BookmarkSubscribeRSS Feed
🔒 This topic is solved and locked. Need further help from the community? Please sign in and ask a new question.
robertrao
Quartz | Level 8

Hi,

Could someone help me solve this transpose step??

INS should go with the OUTS

If there are more of a kind(in this case IN'S) then closest one should become the pair.in our case

04Sep1989:13:45 has to pair with  05SEP1989:7:15 instead of the 04Sep1989:7:30

and 04Sep1989:7:30 should have a blank as a pair

HAVE

ID         flag           time                        cnt

101      IN           04Sep1989:7:30        1

101      IN           04Sep1989:13:45       2

101     IN           21SEP1989:17:55       3

101   OUT        05SEP1989:7:15          1

101   OUT        22SEP1989:06:00        2

WANT

ID             IN1                        OUT1            IN2                               OUT2                              IN3                                  OUT3       

101   04Sep1989:7:30                         04Sep1989:13:45      05SEP1989:7:15         21SEP1989:17:55       22SEP1989:06:00

Thanks

1 ACCEPTED SOLUTION

Accepted Solutions
Tom
Super User Tom
Super User

Change the 4's to something larger. It is hard to know how many elements to use for the array.  To be safe you could make it as large as he maximum number of records per ID.

Or you could just calculate the grouping variable and then let PROC TRANSPOSE make the output dataset for you.

proc sort;

by id time;

run;

data middle ;

  set have ;

  by id;

  if first.id then group=0;

  if first.id or flag='IN' or (flag='OUT' and flag=lag(flag)) then group+1 ;

run;

proc transpose data=middle out=want (drop=_name_);

  by id;

  id flag group ;

  var time;

run;

View solution in original post

51 REPLIES 51
LinusH
Tourmaline | Level 20

You should resort your data by ID and time.

Then use the data step and last. logic to do explicit OUTPUT.
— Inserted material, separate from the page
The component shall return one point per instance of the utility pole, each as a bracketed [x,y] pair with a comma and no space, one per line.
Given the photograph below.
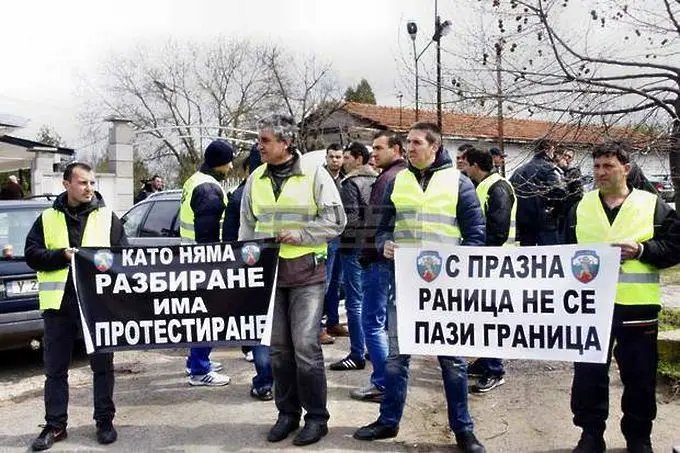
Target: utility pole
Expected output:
[499,98]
Before the the output just use IF-THEN logic to do variable assignments.

Data never sleeps
Tom
Super User Tom
Super User

You could do it with a DATA step.  You will need an upper bound on the number of variables which you could calculate as the maximum value of CNT variable.

%let max=3 ;

data want ;

  do until (last.id);

     set have ;

     by id ;

     array in (&max);

     array out (&max);

     if flag='IN' then in(cnt) = time;

     if flag='OUT' then out(cnt) = time;

  end;

  keep id in: out: ;

  format in: out: datetime.;

run;

robertrao
Quartz | Level 8

Hi Tom,

Thanks for the reply.

The method you suggest is not giving me the following output

WANT

ID             IN1                        OUT1            IN2                               OUT2                              IN3                                  OUT3       

101   04Sep1989:7:30                         04Sep1989:13:45      05SEP1989:7:15         21SEP1989:17:55       22SEP1989:06:00

OUT1 should be missing

basiclly when there are more of a kind we should see which one of those makes a closest pair to the other

like above 04Sep1989:13:45 is closest to 05SEP1989:7:15 than 04Sep1989:7:30 and so OUT1 is left blank

Thanks

Tom
Super User Tom
Super User

So the CNT variable is useless.  Instead you want to create new IN/OUT pairs based on the relative TIME values?

proc sort;

by id time;

run;

data want ;

  do until (last.id);

    set have ;

    by id;

    array in (4);

    array out (4) ;

    if first.id then i=1;

    else if flag='IN' then i=i+1;

    if flag='IN' then in(i)=time;

    if flag='OUT' then out(i)=time;

  end;

  keep id in: out: ;

  format in: out: datetime.;

run;

Tom
Super User Tom
Super User

The above will collapse sequence like IN/OUT/OUT into a single pair and eliminate the middle OUT time point.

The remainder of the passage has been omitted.